15 Nonparametric Curve Fitting
15.1 Review
- Statistical models serve three major purposes
- Summary
- Inference
- Prediction
- We adopted nonparametric techniques like KNN, decision trees, and random forests for making accurate predictions.
- In certain applications, these data-driven approaches work well.
15.2 Nonparametric Statistics
Parametric statistics requires the form of the population distribution to be completely specified except for a finite number of parameters.
For example, for a given analysis, an analyst could require/assume that the population be normally distributed. The normal distribution has two parameters: mean (\(\mu\)) and standard deviation (\(\sigma\)).
There are nonparametric tests for many common types of statistical inference. For example,
- 1-sample location parameter test (a non-parametric analog to a 1-sample t-test).
- 2-sample location parameter test (a non-parametric analog to a 2-sample t-test).
- K-sample location parameter test (a non-parametric analog to ANOVA).
- 2-sample scale parameter test (a non-parametric analog to a 2-sample F-test).
Nonparametric statistics can also be grouped by their statistical ideas.4 Many of these ideas are incredibly simple and could be, as my professor used to say, derived while sitting on the beach.
- Smoothing: Fitting curves without specifying the functional forms of the curves. This can be done in one dimension to estimate a probability distribution function and in multiple dimensions for estimating smoothed conditional means.

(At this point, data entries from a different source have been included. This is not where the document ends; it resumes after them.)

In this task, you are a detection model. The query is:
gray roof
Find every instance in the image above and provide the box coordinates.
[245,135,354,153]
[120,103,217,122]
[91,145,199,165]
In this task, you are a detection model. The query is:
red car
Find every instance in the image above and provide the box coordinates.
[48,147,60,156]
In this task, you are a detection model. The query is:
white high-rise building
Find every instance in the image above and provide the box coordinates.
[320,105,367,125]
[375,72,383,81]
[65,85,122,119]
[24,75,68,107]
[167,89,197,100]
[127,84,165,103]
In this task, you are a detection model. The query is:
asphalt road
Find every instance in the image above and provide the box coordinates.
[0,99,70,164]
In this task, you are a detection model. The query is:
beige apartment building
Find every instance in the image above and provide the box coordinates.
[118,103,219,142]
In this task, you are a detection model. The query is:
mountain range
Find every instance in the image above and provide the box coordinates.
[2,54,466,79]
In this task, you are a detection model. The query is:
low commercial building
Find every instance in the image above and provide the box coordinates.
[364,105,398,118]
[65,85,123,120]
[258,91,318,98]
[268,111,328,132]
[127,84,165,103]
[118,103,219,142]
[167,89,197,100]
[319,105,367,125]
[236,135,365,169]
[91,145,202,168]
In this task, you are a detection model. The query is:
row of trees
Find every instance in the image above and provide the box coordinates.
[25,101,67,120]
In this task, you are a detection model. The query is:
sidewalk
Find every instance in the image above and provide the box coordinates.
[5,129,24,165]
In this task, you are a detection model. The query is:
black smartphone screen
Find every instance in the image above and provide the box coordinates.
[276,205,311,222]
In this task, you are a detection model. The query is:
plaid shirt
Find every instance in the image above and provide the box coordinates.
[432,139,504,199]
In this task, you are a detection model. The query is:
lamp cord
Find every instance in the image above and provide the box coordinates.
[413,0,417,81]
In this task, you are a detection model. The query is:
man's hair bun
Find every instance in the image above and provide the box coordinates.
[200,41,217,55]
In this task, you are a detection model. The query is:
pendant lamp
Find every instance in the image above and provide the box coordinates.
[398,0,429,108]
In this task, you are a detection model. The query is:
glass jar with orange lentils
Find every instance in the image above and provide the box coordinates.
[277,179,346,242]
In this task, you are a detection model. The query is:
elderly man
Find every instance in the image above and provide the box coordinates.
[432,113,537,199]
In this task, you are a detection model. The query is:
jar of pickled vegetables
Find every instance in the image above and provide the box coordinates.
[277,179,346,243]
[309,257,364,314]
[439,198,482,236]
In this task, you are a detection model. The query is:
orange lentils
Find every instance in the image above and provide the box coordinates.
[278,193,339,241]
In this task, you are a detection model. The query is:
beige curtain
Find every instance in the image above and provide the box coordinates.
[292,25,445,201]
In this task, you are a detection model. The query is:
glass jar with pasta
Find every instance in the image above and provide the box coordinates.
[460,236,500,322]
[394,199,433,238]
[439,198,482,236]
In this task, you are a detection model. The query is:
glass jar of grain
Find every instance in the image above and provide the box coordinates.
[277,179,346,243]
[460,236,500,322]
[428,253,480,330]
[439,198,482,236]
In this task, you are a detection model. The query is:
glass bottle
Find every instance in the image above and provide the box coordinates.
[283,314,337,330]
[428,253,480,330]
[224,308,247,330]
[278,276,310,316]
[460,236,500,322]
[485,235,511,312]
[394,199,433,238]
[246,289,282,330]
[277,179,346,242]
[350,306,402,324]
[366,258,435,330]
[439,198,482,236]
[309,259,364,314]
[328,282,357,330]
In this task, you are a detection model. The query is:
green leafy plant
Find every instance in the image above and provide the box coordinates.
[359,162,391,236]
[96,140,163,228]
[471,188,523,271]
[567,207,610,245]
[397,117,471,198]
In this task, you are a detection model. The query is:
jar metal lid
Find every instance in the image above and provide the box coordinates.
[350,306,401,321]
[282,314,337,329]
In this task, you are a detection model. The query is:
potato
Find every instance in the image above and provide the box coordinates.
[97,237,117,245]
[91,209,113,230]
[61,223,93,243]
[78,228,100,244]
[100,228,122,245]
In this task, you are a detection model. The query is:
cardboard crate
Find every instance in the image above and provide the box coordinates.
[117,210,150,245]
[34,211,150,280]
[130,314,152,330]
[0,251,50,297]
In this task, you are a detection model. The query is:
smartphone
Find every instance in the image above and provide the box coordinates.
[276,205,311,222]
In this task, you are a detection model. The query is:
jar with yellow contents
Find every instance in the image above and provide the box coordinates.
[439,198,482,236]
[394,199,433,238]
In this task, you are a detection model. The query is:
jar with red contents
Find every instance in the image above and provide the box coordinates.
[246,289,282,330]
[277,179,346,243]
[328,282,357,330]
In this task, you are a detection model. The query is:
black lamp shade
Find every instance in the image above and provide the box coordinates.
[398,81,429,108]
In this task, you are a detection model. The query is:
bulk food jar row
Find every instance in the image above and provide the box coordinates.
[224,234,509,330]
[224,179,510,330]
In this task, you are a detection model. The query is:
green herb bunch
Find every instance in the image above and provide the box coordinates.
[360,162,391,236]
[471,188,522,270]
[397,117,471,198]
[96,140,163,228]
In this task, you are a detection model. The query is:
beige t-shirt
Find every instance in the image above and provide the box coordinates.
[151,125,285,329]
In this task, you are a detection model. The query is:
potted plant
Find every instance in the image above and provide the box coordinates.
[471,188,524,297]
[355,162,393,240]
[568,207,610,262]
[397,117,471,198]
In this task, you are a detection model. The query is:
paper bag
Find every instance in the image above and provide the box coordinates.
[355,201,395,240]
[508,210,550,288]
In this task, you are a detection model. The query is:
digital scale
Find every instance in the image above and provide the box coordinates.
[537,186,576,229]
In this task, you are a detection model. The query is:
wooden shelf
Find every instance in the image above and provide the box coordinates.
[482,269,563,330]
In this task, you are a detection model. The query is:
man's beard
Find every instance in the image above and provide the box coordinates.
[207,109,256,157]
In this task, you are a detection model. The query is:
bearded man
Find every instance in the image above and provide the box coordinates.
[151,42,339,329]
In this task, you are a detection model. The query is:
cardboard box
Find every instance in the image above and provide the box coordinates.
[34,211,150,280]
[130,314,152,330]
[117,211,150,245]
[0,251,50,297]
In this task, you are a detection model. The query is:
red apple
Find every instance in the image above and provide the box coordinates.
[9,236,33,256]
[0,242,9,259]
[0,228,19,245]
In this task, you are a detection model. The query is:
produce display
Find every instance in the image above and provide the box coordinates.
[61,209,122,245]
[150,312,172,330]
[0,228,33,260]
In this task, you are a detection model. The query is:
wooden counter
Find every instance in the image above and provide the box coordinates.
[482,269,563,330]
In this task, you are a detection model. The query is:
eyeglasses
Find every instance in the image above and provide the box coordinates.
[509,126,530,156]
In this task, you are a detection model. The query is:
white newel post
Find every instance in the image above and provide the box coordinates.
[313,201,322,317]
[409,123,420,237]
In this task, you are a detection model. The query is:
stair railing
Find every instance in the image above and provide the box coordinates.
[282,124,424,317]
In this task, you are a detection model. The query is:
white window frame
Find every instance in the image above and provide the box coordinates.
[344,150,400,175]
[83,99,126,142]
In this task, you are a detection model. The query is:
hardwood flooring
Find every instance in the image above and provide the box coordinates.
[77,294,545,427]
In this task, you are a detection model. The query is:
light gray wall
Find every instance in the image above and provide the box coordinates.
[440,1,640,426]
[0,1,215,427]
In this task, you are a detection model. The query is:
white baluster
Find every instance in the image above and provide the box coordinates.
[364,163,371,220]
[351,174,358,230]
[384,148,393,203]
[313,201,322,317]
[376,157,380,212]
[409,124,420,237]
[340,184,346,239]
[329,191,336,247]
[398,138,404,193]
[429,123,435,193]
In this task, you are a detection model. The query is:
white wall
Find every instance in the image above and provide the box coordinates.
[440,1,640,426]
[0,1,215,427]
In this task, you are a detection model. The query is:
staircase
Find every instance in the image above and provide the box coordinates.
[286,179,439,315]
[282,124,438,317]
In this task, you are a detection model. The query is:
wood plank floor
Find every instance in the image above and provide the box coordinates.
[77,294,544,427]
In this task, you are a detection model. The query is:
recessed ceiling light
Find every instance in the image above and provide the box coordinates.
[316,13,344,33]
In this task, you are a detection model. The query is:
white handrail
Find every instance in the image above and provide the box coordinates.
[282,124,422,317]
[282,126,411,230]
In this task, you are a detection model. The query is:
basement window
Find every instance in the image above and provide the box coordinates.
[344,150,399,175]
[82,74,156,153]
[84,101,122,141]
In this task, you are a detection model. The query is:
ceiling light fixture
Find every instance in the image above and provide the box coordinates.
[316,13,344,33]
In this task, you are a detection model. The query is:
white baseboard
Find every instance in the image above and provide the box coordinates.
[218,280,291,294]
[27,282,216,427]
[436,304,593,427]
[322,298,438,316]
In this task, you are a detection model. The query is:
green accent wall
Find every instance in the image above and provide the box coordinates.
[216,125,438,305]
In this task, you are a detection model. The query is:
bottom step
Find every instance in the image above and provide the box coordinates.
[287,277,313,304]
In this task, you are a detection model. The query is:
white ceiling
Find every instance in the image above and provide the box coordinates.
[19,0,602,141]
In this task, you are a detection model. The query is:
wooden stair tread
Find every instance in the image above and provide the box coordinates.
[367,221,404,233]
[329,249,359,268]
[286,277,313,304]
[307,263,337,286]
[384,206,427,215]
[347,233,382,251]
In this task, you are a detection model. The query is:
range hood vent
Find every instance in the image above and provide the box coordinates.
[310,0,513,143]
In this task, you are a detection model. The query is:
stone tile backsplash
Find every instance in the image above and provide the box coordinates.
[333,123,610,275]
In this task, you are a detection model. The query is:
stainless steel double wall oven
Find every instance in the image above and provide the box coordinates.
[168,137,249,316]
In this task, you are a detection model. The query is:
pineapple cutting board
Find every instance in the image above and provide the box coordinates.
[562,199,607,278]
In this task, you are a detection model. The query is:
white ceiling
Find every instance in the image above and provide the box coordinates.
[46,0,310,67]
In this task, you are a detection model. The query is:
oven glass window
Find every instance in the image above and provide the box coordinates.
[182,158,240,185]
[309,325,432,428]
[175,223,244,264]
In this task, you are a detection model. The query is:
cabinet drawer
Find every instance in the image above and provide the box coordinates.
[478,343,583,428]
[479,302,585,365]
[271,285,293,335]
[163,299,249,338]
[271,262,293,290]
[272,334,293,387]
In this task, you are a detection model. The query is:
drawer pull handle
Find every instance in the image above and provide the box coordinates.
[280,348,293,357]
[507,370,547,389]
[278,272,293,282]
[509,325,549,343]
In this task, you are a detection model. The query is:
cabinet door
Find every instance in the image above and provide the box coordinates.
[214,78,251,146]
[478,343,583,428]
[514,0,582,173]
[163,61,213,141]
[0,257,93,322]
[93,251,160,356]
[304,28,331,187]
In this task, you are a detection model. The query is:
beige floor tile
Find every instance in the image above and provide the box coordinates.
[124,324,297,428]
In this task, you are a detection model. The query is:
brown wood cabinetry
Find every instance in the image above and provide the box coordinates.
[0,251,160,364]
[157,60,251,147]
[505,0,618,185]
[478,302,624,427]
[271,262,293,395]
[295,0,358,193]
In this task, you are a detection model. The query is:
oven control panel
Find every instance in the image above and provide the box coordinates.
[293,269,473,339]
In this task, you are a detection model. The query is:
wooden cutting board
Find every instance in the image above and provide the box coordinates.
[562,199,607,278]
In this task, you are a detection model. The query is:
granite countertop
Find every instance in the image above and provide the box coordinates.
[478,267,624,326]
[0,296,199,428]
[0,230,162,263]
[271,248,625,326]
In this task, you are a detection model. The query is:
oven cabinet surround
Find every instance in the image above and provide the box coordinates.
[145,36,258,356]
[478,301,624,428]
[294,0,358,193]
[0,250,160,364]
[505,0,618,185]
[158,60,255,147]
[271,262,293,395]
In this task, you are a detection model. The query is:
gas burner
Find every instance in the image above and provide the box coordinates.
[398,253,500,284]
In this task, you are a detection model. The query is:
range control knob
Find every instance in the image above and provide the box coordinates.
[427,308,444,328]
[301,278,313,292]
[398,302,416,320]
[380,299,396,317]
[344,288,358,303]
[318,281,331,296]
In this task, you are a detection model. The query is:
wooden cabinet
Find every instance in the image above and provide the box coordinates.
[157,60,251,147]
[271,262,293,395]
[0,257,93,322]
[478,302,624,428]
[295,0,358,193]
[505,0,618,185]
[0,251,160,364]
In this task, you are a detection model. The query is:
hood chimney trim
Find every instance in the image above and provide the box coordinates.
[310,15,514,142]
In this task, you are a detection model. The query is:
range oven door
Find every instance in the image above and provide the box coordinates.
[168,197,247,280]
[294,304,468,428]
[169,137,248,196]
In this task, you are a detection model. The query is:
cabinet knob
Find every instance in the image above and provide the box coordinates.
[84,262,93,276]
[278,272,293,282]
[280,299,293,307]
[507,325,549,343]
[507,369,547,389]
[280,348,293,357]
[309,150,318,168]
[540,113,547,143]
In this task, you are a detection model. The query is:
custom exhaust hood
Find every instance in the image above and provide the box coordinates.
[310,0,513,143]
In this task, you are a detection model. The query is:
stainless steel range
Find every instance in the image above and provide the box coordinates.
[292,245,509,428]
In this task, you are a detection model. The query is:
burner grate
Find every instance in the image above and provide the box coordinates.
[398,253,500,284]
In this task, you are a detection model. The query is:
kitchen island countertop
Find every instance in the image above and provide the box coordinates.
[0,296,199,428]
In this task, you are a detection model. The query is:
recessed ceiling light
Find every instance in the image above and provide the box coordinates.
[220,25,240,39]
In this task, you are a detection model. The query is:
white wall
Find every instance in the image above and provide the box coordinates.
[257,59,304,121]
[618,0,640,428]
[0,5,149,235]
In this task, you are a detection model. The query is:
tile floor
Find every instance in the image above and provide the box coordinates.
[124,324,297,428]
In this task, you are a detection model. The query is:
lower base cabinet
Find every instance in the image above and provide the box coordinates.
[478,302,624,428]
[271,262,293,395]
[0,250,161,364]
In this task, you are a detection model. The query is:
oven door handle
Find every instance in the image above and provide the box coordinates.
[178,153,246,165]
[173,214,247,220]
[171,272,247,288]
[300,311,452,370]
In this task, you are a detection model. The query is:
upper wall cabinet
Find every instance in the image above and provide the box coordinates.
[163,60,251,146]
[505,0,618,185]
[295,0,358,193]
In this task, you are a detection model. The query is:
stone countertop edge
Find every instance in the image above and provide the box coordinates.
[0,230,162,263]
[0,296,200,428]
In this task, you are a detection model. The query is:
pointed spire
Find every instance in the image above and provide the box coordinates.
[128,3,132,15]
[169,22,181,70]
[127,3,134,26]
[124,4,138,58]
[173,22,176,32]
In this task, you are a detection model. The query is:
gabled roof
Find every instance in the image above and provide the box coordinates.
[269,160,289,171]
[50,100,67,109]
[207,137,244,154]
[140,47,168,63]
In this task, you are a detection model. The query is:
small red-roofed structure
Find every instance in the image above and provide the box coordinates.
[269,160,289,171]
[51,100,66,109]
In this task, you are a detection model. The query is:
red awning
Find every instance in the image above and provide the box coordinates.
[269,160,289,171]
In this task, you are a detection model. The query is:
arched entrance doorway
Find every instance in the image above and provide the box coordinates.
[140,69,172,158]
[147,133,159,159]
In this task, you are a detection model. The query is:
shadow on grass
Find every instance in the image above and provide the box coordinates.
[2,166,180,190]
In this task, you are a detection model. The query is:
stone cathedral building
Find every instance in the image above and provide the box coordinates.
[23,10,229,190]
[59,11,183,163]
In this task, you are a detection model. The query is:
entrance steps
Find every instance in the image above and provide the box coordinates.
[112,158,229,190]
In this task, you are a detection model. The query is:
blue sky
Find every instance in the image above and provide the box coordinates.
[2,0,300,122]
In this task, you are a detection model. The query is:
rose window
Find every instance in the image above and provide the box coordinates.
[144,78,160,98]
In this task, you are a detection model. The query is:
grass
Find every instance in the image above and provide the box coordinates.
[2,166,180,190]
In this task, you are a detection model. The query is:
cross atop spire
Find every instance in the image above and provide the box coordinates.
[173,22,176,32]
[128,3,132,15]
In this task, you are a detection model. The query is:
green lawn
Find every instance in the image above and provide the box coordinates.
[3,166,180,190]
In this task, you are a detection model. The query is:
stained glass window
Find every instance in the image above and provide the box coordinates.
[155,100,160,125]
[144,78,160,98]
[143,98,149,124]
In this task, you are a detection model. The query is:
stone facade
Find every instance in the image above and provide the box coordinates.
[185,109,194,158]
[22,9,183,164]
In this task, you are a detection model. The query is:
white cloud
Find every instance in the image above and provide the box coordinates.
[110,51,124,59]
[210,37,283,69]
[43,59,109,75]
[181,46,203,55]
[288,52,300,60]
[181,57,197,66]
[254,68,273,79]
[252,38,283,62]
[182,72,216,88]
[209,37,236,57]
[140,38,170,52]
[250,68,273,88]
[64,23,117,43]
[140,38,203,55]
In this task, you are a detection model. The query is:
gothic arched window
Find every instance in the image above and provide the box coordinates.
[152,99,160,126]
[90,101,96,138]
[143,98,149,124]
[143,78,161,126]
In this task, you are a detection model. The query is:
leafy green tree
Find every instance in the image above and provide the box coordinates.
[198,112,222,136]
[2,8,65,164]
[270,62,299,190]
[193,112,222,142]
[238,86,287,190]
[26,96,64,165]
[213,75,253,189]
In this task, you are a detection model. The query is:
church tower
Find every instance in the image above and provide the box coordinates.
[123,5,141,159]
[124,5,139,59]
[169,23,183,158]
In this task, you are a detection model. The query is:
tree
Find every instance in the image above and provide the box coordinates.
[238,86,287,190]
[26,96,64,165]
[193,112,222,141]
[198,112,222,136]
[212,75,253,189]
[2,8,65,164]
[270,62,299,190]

- Permutation: Exhaustively reconfigure the data to create a sampling distribution for a statistic.
- Bootstrap: Repeatedly sample from the data and calculate a statistic to create a sampling distribution for a statistic.
This set of notes focuses on techniques for estimating probability density functions (PDFs) with smoothing when the data don’t conform to common PDFs like the normal distribution or exponential distribution. The next set of notes will focus on the permutation and bootstrap for estimating sampling distributions (PDFs for statistics).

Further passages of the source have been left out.